Possiamo immaginare diversi sequel di questa storia.
Roberto è in seminario, è brillante negli studi e fa amicizia facilmente con i suoi compagni, dicono di lui che ha un buon carattere, solare e comunicativo. I formatori non hanno particolari richiami nei suoi confronti. Negli anni, tuttavia, Roberto si rende conto di essere assalito spesso da tristezza e angoscia alle quali non riesce a dare una spiegazione. Certo non molla il cammino solo per questo, sa bene che il malessere può essere un momento di desolazione spirituale e quindi si impegna a proseguire, a pregare e a confrontarsi, anche se si sente “strano”. L’umore non lo aiuta proprio: esternamente è ineccepibile, ma ciò che vive dentro di sé è un’altra storia.
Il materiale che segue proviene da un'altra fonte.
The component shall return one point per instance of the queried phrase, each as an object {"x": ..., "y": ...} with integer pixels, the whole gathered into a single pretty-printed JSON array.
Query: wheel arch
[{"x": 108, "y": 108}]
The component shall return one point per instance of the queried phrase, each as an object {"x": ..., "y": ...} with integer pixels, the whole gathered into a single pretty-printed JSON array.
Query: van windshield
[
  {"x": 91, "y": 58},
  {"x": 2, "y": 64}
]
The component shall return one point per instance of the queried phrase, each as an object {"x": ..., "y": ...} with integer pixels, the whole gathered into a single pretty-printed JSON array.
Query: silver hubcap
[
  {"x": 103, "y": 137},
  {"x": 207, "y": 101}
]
Sta per iniziare il sesto anno e, a questo punto, non è il caso di andare per il sottile con i dubbi e gli interrogativi, per cui ritiene che sia meglio soprassedere ai pensieri che lo tormentano, del resto “tutti i segni sono a suo favore”. Quel vago sospetto che qualcosa non vada viene messo a tacere.
Anche qui possiamo ipotizzare diversi finali.
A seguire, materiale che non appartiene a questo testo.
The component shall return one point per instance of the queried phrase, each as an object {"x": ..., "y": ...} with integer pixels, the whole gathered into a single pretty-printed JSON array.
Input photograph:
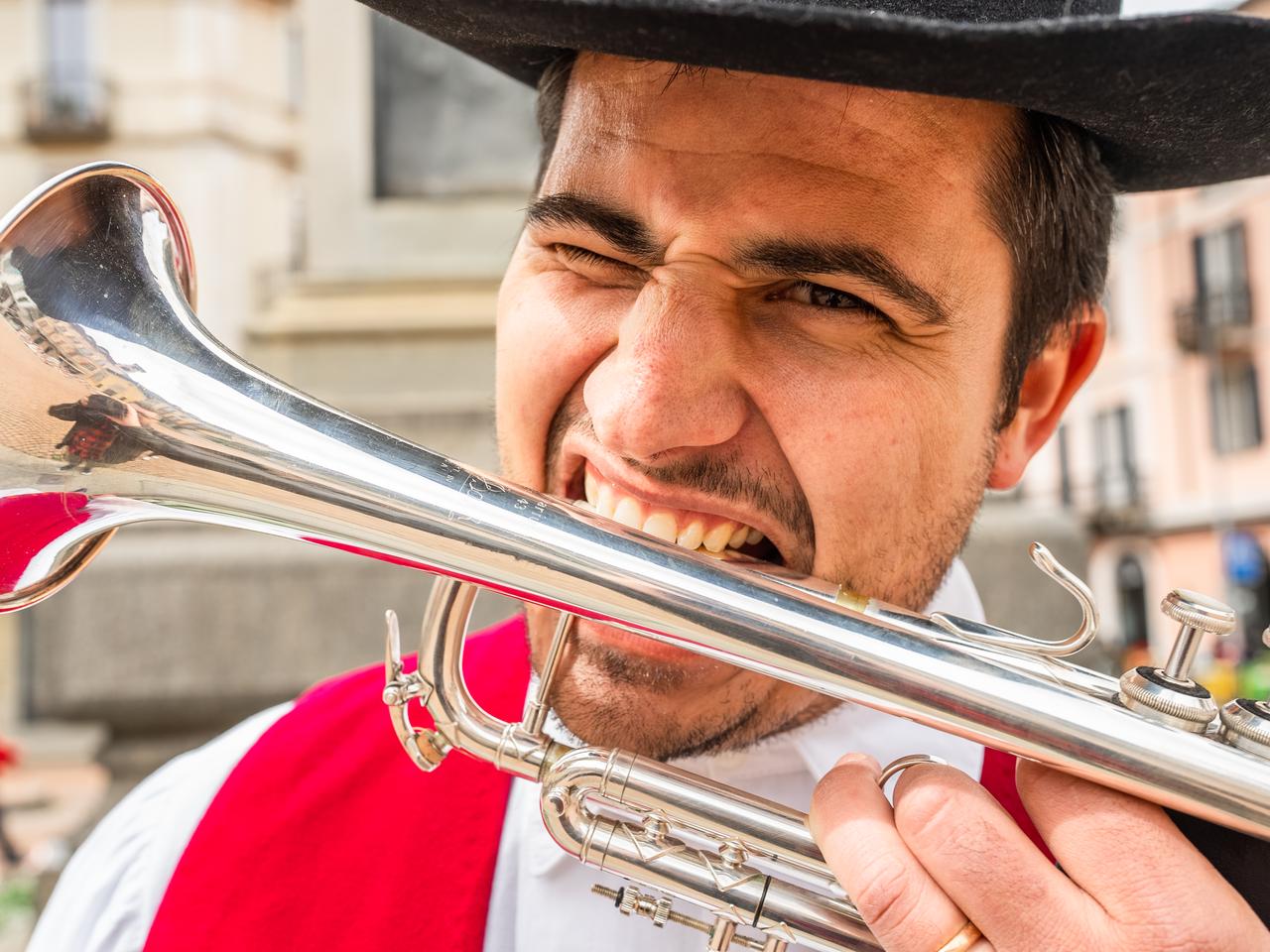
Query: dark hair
[{"x": 1049, "y": 198}]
Perseveranza o perseverazione di Lucia e Roberto? Ovviamente non si può rispondere solo sulla base di questi brevi stralci, bisognerebbe conoscere l’andamento delle rispettive storie, che però mi danno l’occasione per proporre due brevi ordini di considerazioni: 1) ciò di cui hanno bisogno le decisioni importanti per poter durare; 2) che alcune scelte esistenziali possono non funzionare.
1.
“Una volta…ai miei tempi” sono spesso utilizzati come metro per dire che le coppie in passato duravano di più e che le vocazioni sacerdotali e alla vita consacrata erano molto più stabili di oggi, il che è solo in parte vero, in quanto la storia ci ha insegnato che debolezze e falle ci sono sempre state nei processi umani e nelle scelte esistenziali. Sarebbe più utile, a partire dal cambiamento d’epoca attuale, riconoscere cosa può sostenere le decisioni di vita significative. Perseverare, infatti, richiede diversi elementi, sia personali che relazionali.
Sul piano personale
– Conoscenza e accompagnamento
Ogni scelta, perché sia durevole, richiede un’adeguata “preparazione”, che vuol dire un discernimento profondo, non frettoloso, e autentico. L’autenticità di questo processo è favorita sia dalla possibilità di trovare un accompagnamento libero che permetta alla persona di conoscersi e aprirsi senza paure, sia dalla discrezione dell’accompagnatore/accompagnatrice che non dovrebbe sostituirsi all’altro, dando direttive sulla presunta “strada giusta” che Lucia e Roberto dovrebbero seguire.
– La motivazione
Il “perché” si sceglie una persona come partner o un percorso di vita consacrata è un interrogativo tanto semplice, quanto basilare. Gli studi sui sistemi motivazionali sono un’importante prospettiva che permette di affinare lo sguardo su ciò che può animare il nostro modo di scegliere e comportarci. Cosa sto cercando? Quale “registro” utilizzo: ricerca di cura e attenzioni, bisogno di fondare l’identità e una posizione sociale? O, desiderio di cooperare, condividere, diventare generativi?
Sul piano relazionale
Un messaggio che il nostro tempo, con la sua complessità e velocità, ci sta lasciando è che da soli non siamo in grado di rendere durevole nessun progetto di vita. Tanto per le coppie, quanto per le vocazioni di speciale appartenenza, c’è bisogno di una seria riflessione comunitaria. Il sì dato nel giorno del matrimonio o dell’ordinazione, poi deve essere sostenuto all’interno di un tessuto sociale che riconosca l’importanza di una scelta e quindi incoraggi e supporti i coniugi a rimanere legati, il sacerdote a non sentirsi solo, la consacrata ad essere valorizzata nella sua missione.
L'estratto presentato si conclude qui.